In 1992, I lived in Paris for three months through a local college’s Paris abroad program. It was the experience of a life time. In the beginning, I would go and visit you, whenever I had the chance, just to remind myself I was living in Paris. But later, as the novelty wore off and I was starting to even get a Parisian accent (I’ve been told my French has that quality to it), I started to visit just for the peace of mind. To think. To walk around and go through the arches, sit at the pews for the quiet. I would get out of the constant stream of tourists, and sit in the middle, with my thoughts. Yes, even prayed sometimes, since I was a young girl of twenty-six on my own in the world at the time.
My favorite place was near the altar of Mary, near the center of the dais nearer to the South Rose Window, where the statue of her stood. There was something special about praying to Mary, as if she wasn’t just the mother of Christ, but of us all. I wonder if the statue of Mary survived. There were reports of the artifacts being saved, the Piece of the Cross, the Crown of Thorns, many of the paintings being carried out to safety.
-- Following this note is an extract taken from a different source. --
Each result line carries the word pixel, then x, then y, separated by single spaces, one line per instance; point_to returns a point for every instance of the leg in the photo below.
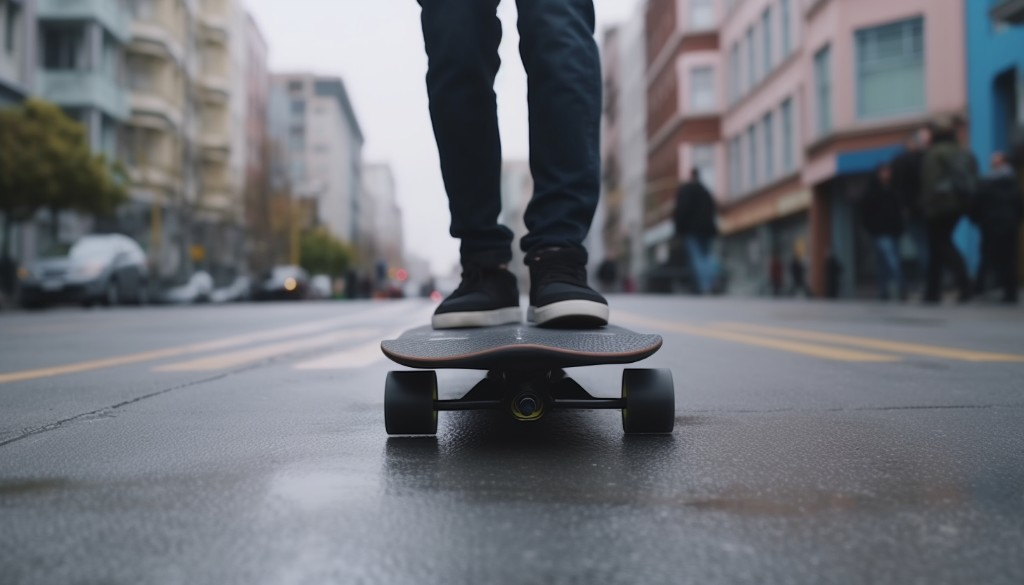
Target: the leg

I hope they were able to save her too.
I’d light candles for loved ones that had passed, always making sure I’d give an offering. And it was in francs, because it was before the euro. I do miss the huge amount of yellow coins, centiemes, that you’d end up with after spending francs. It was the French version of pennies. Using Euros around Europe doesn’t feel the same. I liked how different money systems gave Europe character.
I’d go to the free organ concerts. They were the perfect price for a student. I remember sitting on one of your tall pillars, finding the only seat to be on the base. The hard, stone giving no cushion as I sat. But the thought of the hundreds and thousands of people that had maybe passed and been by this pillar. In that moment, I could hear the organ music, gothic and booming through the cathedral, as it should be. As it was written for. The sound of trumpets of angels, and sometimes maybe even like God himself, booming back through the arched stone ceilings above me.
I saw you last around 2010. I walked through the corridors, looked at your windows. I took the side view picture of your expanse across the Seine, and the obligatory tourist shot outside. The light was perfect, with a recent renovation having cleaned the whole of the towers. They were spectacular. I didn’t know it was going to be our last meeting. I wish I had spent more time inside.
But the news is that your structure was saved. You will be rebuilt. Like a phoenix, you will rise from the ashes of the medieval construction that doomed you today. A new forest will be cut and fitted into place. A new roof will be raised. The stones will be cleaned, renewed and repaired so you will rise again with a new spire to reach for the heavens. But for now, we will miss you. Miss you until you open for the masses again.
I hope I am able to make a trip in ten or twenty years and hear on the tour about the fire of 2019, that destroyed much of the interior. I’ll remember the music from the organ. The hard stone of the pillar. Hopefully, there will be a new Mary statue to look at as I sit on a pew, and be glad that you are back to your glory, restored for others to visit again.
Good bye my old friend, for now. I’ll know that you’ll welcome other new students that are abroad to enjoy the peace, serenity and history that is within your walls. Soon. Soon. All we have to do now is wait. Until then my friend Notre Dame de Paris. Adieu.